How they awaited him, those little deaths!
They waited like sweethearts. They excited him.
And we, too, had a relationship—
Tight wires between us,
Pegs too deep to uproot, and a mind like a ring
Sliding shut on some quick thing,
The constriction killing me also.
“During the weeks following the Wevills’ visit, [Assia Wevill was an artist who would soon become Ted Hughe’s lover- he would leave Plath for her, and later she would commit suicide with their young daughter by gas oven fumes, as Plath had] Plath was writing poems that give off stark signals of distress: “The Rabbit Catcher,” “Event,” “Appreshensiors,” and “The Other.” These were not poems about Hughes’s infidelity; they were poems about feeling the tightly meshed gears of their relationship began to disengage. In retrospect, that deterioration appears subtle and psychologically comlex, and potentially terminal.

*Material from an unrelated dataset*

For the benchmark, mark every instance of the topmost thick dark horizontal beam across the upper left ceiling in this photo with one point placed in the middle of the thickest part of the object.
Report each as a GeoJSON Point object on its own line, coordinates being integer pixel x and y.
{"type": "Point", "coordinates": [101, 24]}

Plath’s poem is like a short story. A woman is walking on a hot day in the countryside when she spots a line of snares set by a rabbit catcher. She imagines the man who set them as waiting in his own kitchen in a state akin to sexual arousal, and envisions her husband as this man, herself as his prey.
“hands round a tea mug, blunt…
How they awaited him, those littel deaths!…
And we, too, had a relationship–”
Plath’s “The Rabbit Catcher” is unmistakably a response to “Rabbit Snared in the Night by D.H. Lawrence which Hughes put into her hands. (Her own gamekeeper. Had a relationship) Plath’s retort to the private message she found in Hughes’s work, the rabbit/hare has aquired exchange value: they were playing an obsessive game of tag with each other’s images.
By May 1962, when Plath wrote this poem, her art had begun moving out from under Hughes’s influence, and out from under Lawrence’s influence too. April and May 1962 are the dates in Plath’s Complete Poems in which arises the sudden, unaccountable concision of her late style…what I think we can agree to call Plath’s genius: the extreme, clenched, assertion of metaphorical thought traveling in short stanza-bursts, each line a snare closing on emotional quarry. Had a relationship. The Rabbit Catcher is an elegy for everything that had to be outgrown in her femininity to aquire such clarity, such mastery within the medium of the distinctive poetic method and subject matter that would make her name.
Hughes also writes a poem he titles “Rabbit Catcher”– written much later and published in Birthday Letter (1998)- is in dialogue with this very aspect of Plath’s poem: its resistence to him, and where it was coming from. It is not an acknowledgement of guilt or a plea to be forgiven. Instead it registers his retrospective recognition that he and Plath had reached, simultaneously, the end of their apprenticeships as poets. In actual life their romance had ended; the presence of two children had reorganized the emotional dynamics of their household. The consequence for each of them, as a married couple and as artists, would be a separation.
In “Rabbit Catcher,” he recalls watching Plath rip the snares from the ground.
“In those snares
…Had you caught something in me,
Nocturnal and unknown to me?”
In this poem, he has question; in this poem, he experiences his own strangeness, through empathy with her fear and despair… he knows he is being looked at.
What had she seen? There is no evidence that Hughes had been unfaithful to Plath before this time; but falling in love with Assia Wevill inagurated a practive that he pursued for the rest of his life: the creation alongside his marriage, a kind of inner game preserve. Hughe’s “Rabbit Catcher” suggests that he thought Plath had been clairvoyant about this turn his life was going to take. Not just that he would enter into an adulterous affair with Wevill, but that his life as an artist henceforth would require his wife’s acceptance of the sexual practices to which his deepest inspiration was attached.
About a month after Plath wrote “The Rabbit Catcher,” Hughes had his first assignation with Assia Wevill.” And, no less than a year later, Plath would be dead.